16-Jähriger stürzt mit frisiertem E-Scooter bei Polizei-Flucht in Dortmund
Gaby Werner16-Jähriger stürzt mit frisiertem E-Scooter bei Polizei-Flucht in Dortmund
16-Jähriger bei Flucht vor Polizei mit frisiertem E-Scooter in Dortmund verletzt
In den frühen Morgenstunden des 16. November 2025 verunglückte ein 16-jähriger Junge in Dortmund schwer, nachdem er mit einem manipulierten E-Scooter auf der Flucht vor der Polizei auf dem Ostwall gestürzt war. Die Behörden haben das Fahrzeug seitdem beschlagnahmt und ein Strafverfahren gegen den Fahrer eingeleitet.
Der Jugendliche war mit dem umgerüsteten E-Scooter unterwegs, als Beamte ihn gegen 1.34 Uhr anhalten wollten.
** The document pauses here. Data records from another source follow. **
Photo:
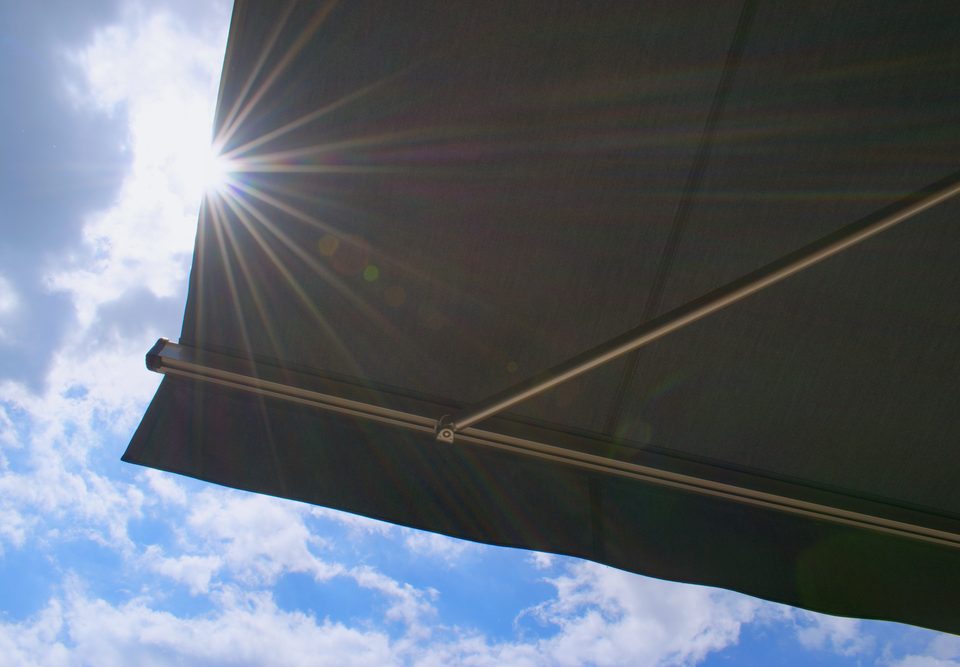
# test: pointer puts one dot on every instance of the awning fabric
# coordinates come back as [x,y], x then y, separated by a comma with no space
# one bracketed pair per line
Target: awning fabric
[433,200]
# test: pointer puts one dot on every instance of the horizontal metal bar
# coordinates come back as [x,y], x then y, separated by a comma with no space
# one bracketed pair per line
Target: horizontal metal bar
[689,313]
[177,360]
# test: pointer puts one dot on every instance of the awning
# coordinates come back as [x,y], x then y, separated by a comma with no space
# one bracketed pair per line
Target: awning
[436,207]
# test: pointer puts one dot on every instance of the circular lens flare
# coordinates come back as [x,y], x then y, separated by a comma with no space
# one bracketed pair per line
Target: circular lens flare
[215,172]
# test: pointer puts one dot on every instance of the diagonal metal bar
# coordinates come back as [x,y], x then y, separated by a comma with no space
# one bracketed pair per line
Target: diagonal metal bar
[335,396]
[697,309]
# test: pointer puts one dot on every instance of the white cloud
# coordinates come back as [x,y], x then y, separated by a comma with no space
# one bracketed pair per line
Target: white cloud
[165,487]
[942,651]
[448,550]
[833,633]
[162,75]
[245,630]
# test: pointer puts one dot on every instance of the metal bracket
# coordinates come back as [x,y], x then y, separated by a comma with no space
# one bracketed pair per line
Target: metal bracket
[445,430]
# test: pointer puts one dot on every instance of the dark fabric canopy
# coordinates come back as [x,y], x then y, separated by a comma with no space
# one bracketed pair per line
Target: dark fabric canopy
[434,200]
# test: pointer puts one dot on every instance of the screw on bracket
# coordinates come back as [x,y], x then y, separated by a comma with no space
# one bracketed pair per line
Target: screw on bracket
[445,429]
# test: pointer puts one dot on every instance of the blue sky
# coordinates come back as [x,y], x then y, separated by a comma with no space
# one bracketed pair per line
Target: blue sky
[106,119]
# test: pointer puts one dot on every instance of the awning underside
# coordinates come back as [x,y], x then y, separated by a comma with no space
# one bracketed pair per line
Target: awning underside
[444,200]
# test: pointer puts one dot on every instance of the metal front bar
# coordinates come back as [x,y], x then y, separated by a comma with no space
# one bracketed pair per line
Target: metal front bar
[186,362]
[678,318]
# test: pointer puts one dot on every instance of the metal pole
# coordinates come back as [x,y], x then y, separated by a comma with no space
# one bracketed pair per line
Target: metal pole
[218,369]
[699,308]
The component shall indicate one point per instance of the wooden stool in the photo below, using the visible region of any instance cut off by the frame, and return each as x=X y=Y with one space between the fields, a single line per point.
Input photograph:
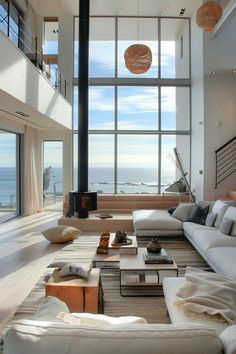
x=79 y=294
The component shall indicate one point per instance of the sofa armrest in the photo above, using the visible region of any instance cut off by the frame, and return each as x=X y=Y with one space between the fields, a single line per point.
x=228 y=338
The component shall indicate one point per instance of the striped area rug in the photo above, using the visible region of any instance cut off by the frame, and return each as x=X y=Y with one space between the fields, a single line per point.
x=151 y=308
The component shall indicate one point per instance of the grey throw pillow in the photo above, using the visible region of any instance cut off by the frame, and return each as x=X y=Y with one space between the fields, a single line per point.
x=210 y=219
x=226 y=225
x=182 y=211
x=74 y=269
x=198 y=215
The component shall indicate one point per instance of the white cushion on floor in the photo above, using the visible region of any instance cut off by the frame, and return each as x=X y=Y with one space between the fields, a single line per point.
x=177 y=316
x=49 y=308
x=206 y=239
x=155 y=220
x=97 y=320
x=61 y=234
x=223 y=260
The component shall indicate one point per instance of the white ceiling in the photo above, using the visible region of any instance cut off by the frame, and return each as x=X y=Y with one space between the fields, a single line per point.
x=135 y=7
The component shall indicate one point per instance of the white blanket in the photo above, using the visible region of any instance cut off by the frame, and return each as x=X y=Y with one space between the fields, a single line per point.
x=208 y=295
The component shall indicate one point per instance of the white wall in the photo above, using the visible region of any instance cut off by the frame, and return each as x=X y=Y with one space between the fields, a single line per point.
x=66 y=47
x=220 y=126
x=197 y=153
x=20 y=79
x=220 y=101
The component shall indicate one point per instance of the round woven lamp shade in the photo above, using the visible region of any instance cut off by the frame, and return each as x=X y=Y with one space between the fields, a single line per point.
x=208 y=15
x=138 y=58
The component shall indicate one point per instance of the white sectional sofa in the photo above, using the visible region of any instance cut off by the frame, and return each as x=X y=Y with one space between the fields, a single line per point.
x=47 y=333
x=218 y=249
x=40 y=337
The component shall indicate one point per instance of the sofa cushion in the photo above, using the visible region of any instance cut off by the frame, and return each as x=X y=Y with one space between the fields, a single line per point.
x=226 y=225
x=198 y=214
x=219 y=208
x=27 y=337
x=74 y=269
x=155 y=220
x=177 y=316
x=189 y=227
x=223 y=260
x=210 y=219
x=182 y=211
x=231 y=214
x=228 y=338
x=206 y=239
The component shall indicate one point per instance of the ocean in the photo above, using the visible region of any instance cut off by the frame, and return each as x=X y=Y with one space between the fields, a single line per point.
x=130 y=180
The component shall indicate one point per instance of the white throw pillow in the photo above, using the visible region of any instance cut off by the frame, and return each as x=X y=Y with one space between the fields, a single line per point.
x=182 y=211
x=210 y=219
x=219 y=208
x=49 y=308
x=61 y=234
x=94 y=320
x=226 y=225
x=231 y=214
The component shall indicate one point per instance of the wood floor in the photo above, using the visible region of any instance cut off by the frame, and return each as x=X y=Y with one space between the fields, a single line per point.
x=24 y=255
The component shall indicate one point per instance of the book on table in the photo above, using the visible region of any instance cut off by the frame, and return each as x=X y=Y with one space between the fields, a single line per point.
x=157 y=258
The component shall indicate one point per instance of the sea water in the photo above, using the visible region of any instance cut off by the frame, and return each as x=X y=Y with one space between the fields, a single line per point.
x=129 y=180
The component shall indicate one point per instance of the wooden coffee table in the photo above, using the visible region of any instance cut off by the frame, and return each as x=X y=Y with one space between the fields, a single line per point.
x=112 y=258
x=135 y=273
x=79 y=294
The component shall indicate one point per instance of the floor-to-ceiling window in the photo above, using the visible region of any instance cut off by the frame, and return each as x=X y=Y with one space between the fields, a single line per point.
x=9 y=175
x=136 y=120
x=50 y=50
x=53 y=175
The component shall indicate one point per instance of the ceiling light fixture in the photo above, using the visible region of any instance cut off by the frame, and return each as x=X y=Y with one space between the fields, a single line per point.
x=138 y=57
x=22 y=114
x=208 y=15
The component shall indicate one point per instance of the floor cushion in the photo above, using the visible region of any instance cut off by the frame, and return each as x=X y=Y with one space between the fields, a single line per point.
x=177 y=316
x=61 y=234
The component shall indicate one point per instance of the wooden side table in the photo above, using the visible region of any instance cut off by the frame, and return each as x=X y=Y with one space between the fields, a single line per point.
x=79 y=294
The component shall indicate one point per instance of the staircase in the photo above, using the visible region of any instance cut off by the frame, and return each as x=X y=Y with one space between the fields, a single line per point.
x=225 y=161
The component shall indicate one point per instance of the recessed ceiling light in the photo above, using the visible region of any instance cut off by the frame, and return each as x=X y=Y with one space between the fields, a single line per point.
x=22 y=114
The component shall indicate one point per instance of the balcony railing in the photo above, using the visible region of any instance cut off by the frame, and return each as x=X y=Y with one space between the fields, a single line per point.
x=21 y=35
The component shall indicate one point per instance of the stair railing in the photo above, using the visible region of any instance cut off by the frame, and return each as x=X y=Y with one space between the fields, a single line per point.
x=225 y=161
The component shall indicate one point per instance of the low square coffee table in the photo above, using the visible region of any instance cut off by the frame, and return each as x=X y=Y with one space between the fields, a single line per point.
x=112 y=258
x=135 y=273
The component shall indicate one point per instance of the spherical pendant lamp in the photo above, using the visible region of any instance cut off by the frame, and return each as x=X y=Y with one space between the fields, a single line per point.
x=208 y=15
x=138 y=58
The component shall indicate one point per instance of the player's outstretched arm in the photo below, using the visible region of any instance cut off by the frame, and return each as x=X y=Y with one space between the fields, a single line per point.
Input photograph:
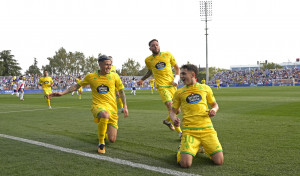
x=175 y=120
x=213 y=111
x=177 y=77
x=69 y=90
x=123 y=98
x=147 y=75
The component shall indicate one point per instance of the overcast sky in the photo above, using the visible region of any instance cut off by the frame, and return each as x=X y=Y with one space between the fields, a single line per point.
x=241 y=32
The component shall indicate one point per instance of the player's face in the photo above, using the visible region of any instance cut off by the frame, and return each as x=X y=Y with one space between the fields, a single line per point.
x=155 y=48
x=105 y=66
x=186 y=76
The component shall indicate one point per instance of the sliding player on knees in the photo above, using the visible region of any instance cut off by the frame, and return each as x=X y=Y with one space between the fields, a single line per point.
x=197 y=128
x=104 y=85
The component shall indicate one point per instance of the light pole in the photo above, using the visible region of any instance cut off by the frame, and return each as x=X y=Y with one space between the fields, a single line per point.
x=205 y=12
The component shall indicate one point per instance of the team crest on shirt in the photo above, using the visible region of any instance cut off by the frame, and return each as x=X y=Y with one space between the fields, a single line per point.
x=193 y=98
x=103 y=89
x=160 y=65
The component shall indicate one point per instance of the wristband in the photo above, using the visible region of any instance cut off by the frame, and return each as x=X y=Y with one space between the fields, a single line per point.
x=176 y=79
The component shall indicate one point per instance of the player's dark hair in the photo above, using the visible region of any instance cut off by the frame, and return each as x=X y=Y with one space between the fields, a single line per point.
x=191 y=67
x=152 y=41
x=102 y=58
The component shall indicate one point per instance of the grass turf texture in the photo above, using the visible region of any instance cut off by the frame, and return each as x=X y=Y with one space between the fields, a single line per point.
x=258 y=128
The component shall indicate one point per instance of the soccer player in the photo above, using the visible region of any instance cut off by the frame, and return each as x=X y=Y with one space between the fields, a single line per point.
x=14 y=84
x=114 y=70
x=152 y=81
x=196 y=122
x=21 y=86
x=218 y=81
x=79 y=91
x=133 y=86
x=160 y=65
x=104 y=84
x=46 y=82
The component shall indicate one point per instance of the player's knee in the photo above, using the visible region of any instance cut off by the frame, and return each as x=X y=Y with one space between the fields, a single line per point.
x=104 y=114
x=112 y=139
x=219 y=161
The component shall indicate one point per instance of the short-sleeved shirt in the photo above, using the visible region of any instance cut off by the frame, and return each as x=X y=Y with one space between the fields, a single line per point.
x=46 y=82
x=161 y=66
x=193 y=101
x=103 y=88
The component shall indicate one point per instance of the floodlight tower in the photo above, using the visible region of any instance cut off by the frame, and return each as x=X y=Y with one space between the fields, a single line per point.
x=205 y=14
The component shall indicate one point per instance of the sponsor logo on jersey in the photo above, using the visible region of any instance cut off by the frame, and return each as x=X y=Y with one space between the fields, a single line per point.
x=193 y=98
x=103 y=89
x=160 y=65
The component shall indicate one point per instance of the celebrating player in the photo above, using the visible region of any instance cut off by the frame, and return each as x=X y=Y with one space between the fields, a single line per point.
x=218 y=81
x=104 y=84
x=133 y=86
x=114 y=69
x=160 y=65
x=79 y=91
x=21 y=86
x=152 y=81
x=196 y=123
x=46 y=82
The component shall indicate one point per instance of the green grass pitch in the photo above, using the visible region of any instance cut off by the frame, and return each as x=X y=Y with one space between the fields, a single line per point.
x=258 y=127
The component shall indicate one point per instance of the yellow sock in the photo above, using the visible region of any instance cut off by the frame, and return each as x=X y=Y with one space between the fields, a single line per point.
x=102 y=127
x=178 y=129
x=120 y=102
x=48 y=102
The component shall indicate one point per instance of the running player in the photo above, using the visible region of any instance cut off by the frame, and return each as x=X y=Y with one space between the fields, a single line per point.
x=203 y=81
x=160 y=65
x=21 y=86
x=218 y=84
x=114 y=70
x=196 y=122
x=152 y=81
x=104 y=108
x=46 y=82
x=133 y=86
x=14 y=84
x=79 y=91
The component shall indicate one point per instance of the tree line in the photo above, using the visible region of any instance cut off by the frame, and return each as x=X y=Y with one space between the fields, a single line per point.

Statt zu stoppen, gab er Gas, führte gefährliche Fahrmanöver aus und verlor schließlich die Kontrolle. Bei dem Sturz zog er sich leichte Verletzungen zu und wurde später in die Obhut seiner Eltern entlassen.
Die Polizei zog den E-Scooter für eine technische Überprüfung ein, da illegale Umbauten das Unfallrisiko deutlich erhöhen. Der Vorfall ereignet sich zu einem Zeitpunkt, an dem die Dortmunder Polizei ihre Maßnahmen gegen unsicheres E-Scooter-Fahren im Rahmen der Kampagne "E-Scooter-Pannen" intensiviert – diese startet im März 2026. Die Initiative umfasst schärfere Kontrollen – bereits wurden in ersten Einsätzen über 150 Scooter sichergestellt – sowie Warnvideos in sozialen Medien und Workshops an Schulen für junge Fahrer.
Trotz Helmpflicht missachten viele Nutzer weiterhin Sicherheitsvorschriften, was das Risiko schwerer Verletzungen bei Unfällen steigert. Die Polizei betont, dass die Flucht vor Kontrollen auf einem E-Scooter die Gefahr für alle Beteiligten nur weiter verschärft.
Dem Jugendlichen drohen nun strafrechtliche Konsequenzen. Der Fall unterstreicht die anhaltenden Probleme mit frisierten E-Scootern und rücksichtslosem Fahrverhalten in der Stadt. Die Dortmunder Polizei setzt weiterhin auf Aufklärung durch Kontrollen und Präventionsprogramme.